At a separate session, Jim Welch, executive vice president of product development and customer fulfillment at Sotera Wireless, said the business case for surveillance monitoring could be compared to the argument one might make for a restaurant: bolstering the turnover, so that you have more paying customers. In the case of healthcare facilities, continuous monitoring could lead to fewer adverse events and fewer return trips (or longer stays) in the intensive care unit (ICU). That means hospitals could schedule more surgeries with new patients, generating more revenue.

Changing federal reimbursement models also are increasing the pressure on all healthcare facilities to rethink the delivery of healthcare.

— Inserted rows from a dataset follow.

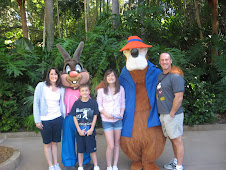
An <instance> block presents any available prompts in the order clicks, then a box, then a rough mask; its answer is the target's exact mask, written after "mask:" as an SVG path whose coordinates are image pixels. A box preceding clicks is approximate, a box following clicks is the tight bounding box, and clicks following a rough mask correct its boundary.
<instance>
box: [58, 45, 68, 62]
mask: <svg viewBox="0 0 226 170" xmlns="http://www.w3.org/2000/svg"><path fill="white" fill-rule="evenodd" d="M56 46H57V48H58V50H59V51H60V53H61V55H62V57H63V58H64V62H65V63H66V62H68V61H70V60H71V56H70V55H69V54H68V52H67V51H66V50H65V49H64V48H63V47H62V46H61V45H60V44H57V45H56Z"/></svg>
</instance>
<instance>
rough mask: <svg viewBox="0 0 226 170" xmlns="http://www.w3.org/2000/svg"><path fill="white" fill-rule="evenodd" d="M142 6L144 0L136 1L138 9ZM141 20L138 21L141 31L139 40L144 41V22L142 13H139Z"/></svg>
mask: <svg viewBox="0 0 226 170" xmlns="http://www.w3.org/2000/svg"><path fill="white" fill-rule="evenodd" d="M143 5H144V0H138V6H139V7H142V6H143ZM140 15H141V17H140V18H141V20H140V23H141V28H140V30H141V39H144V38H145V29H144V26H143V25H144V20H143V15H144V14H143V12H142V11H141V14H140Z"/></svg>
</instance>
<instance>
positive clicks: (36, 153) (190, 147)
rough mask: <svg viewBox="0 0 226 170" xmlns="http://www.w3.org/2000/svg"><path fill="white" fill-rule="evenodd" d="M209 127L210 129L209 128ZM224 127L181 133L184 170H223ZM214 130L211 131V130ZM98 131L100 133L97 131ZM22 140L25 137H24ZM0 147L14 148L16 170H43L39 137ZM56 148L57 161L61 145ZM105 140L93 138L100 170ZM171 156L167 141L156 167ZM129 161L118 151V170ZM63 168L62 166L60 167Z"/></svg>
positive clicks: (171, 150)
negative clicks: (95, 139) (162, 152)
mask: <svg viewBox="0 0 226 170" xmlns="http://www.w3.org/2000/svg"><path fill="white" fill-rule="evenodd" d="M209 126H212V125H209ZM225 127H226V126H224V128H223V129H220V130H219V129H218V130H205V131H185V132H184V135H183V140H184V145H185V157H184V169H185V170H225V169H226V131H225ZM213 129H214V128H213ZM99 131H102V129H100V130H99ZM24 136H25V137H24ZM0 145H4V146H10V147H14V148H17V149H19V150H20V152H21V163H20V165H19V167H18V168H17V170H45V169H46V170H47V169H48V164H47V162H46V160H45V156H44V152H43V144H42V139H41V137H40V135H37V136H36V137H34V136H33V137H29V136H27V137H26V135H23V136H21V135H19V136H18V135H16V136H15V135H14V136H11V137H10V136H8V138H7V139H5V140H1V139H0ZM58 146H59V156H58V157H59V158H58V159H59V161H60V160H61V158H60V153H61V143H60V144H59V145H58ZM105 149H106V140H105V137H104V135H103V134H101V133H99V134H98V135H97V157H98V163H99V166H100V169H101V170H105V169H106V161H105ZM172 156H173V151H172V148H171V144H170V142H169V140H167V142H166V145H165V149H164V152H163V154H162V156H161V157H160V158H159V159H158V160H157V161H156V164H157V165H158V166H159V167H160V169H161V170H163V168H162V165H163V164H164V163H166V162H167V161H169V160H170V159H171V158H172ZM130 165H131V160H129V159H128V158H127V157H126V156H125V154H124V153H123V152H122V151H120V157H119V163H118V167H119V169H120V170H129V168H130ZM60 166H61V167H62V168H63V165H62V164H61V163H60Z"/></svg>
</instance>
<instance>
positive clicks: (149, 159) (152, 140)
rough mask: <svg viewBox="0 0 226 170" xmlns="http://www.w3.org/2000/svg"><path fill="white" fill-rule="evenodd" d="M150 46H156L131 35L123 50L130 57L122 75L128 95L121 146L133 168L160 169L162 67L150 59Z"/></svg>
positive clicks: (149, 169)
mask: <svg viewBox="0 0 226 170" xmlns="http://www.w3.org/2000/svg"><path fill="white" fill-rule="evenodd" d="M149 47H152V46H151V45H147V44H144V43H143V42H142V40H141V39H140V38H139V37H138V36H130V37H129V38H128V41H127V44H126V45H125V46H124V47H123V48H122V49H121V50H120V51H123V54H124V55H125V56H126V66H125V67H124V68H123V69H122V72H121V74H120V76H119V82H120V85H122V86H123V87H124V89H125V98H126V106H125V113H124V117H123V129H122V134H121V141H120V145H121V148H122V150H123V152H124V153H125V154H126V155H127V156H128V157H129V158H130V159H131V160H133V163H132V165H131V167H130V169H131V170H141V169H143V170H157V169H159V167H158V166H157V165H156V164H155V163H154V161H155V160H156V159H158V158H159V157H160V155H161V153H162V151H163V149H164V146H165V141H166V138H165V137H164V135H163V133H162V129H161V123H160V120H159V116H158V110H157V102H156V95H155V94H156V85H157V78H158V75H159V73H161V70H160V69H158V68H156V67H155V65H153V64H152V63H151V62H150V61H148V60H147V57H146V54H147V51H148V48H149Z"/></svg>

Federal regulations are placing a new emphasis on the quality of care, not the number of tasks completed, noted Frank Overdyk, MD, executive director for research at North American Partners in Anesthesia, based in Melville, NY. He also is a professor of anesthesiology at Hofstra North Shore-LIJ School of Medicine. Overdyk served as moderator of the kick-off meeting, along with Tim Vanderveen, MS, vice president of the Center for Safety and Clinical Excellence at CareFusion, a healthcare technology company headquartered in San Diego.

‘No One Answer’

Another theme that emerged throughout the day was the need to take a wide, integrated view of the problem. While impressive, surveillance technology alone—with its increasing array of sophisticated sensors and monitors—won’t solve the problem of adverse events involving patients on opioids, several speakers emphasized. Education, training, transparency, and a cultural shift are also important elements.

“There is no one answer here,” cautioned Maureen Cooney, an RN at Westchester Medical Center in New York. Technology can certainly help, she said, but she stressed that it has to be useful and practical for nurses.

“Whatever we do with the technology,” Cooney emphasized, “we have to do it in a way to make sure the data is meaningful.”

Another concern noted by several attendees is the prospect of more technology introducing a greater number of sounds into the healthcare environment. That cacophony of beeps and alerts from a multitude of medical devices has led to a condition known as “alarm fatigue” in which clinicians become desensitized to the sounds. The introduction of more electronic continuous monitoring, nurses urged, must be done so in a way that recognizes that danger.

The families of loved ones kept the day’s proceedings grounded in very personal ways. Brian Abbiehl said he was both encouraged and frustrated by what he heard: encouraged to hear so many different healthcare and medical industry professionals sound the call for continuous electronic monitoring of patients on opioids, but frustrated that more hospitals have not yet taken that step.

Asked his wife, Cindy: “If you have a safety net, why not use it?”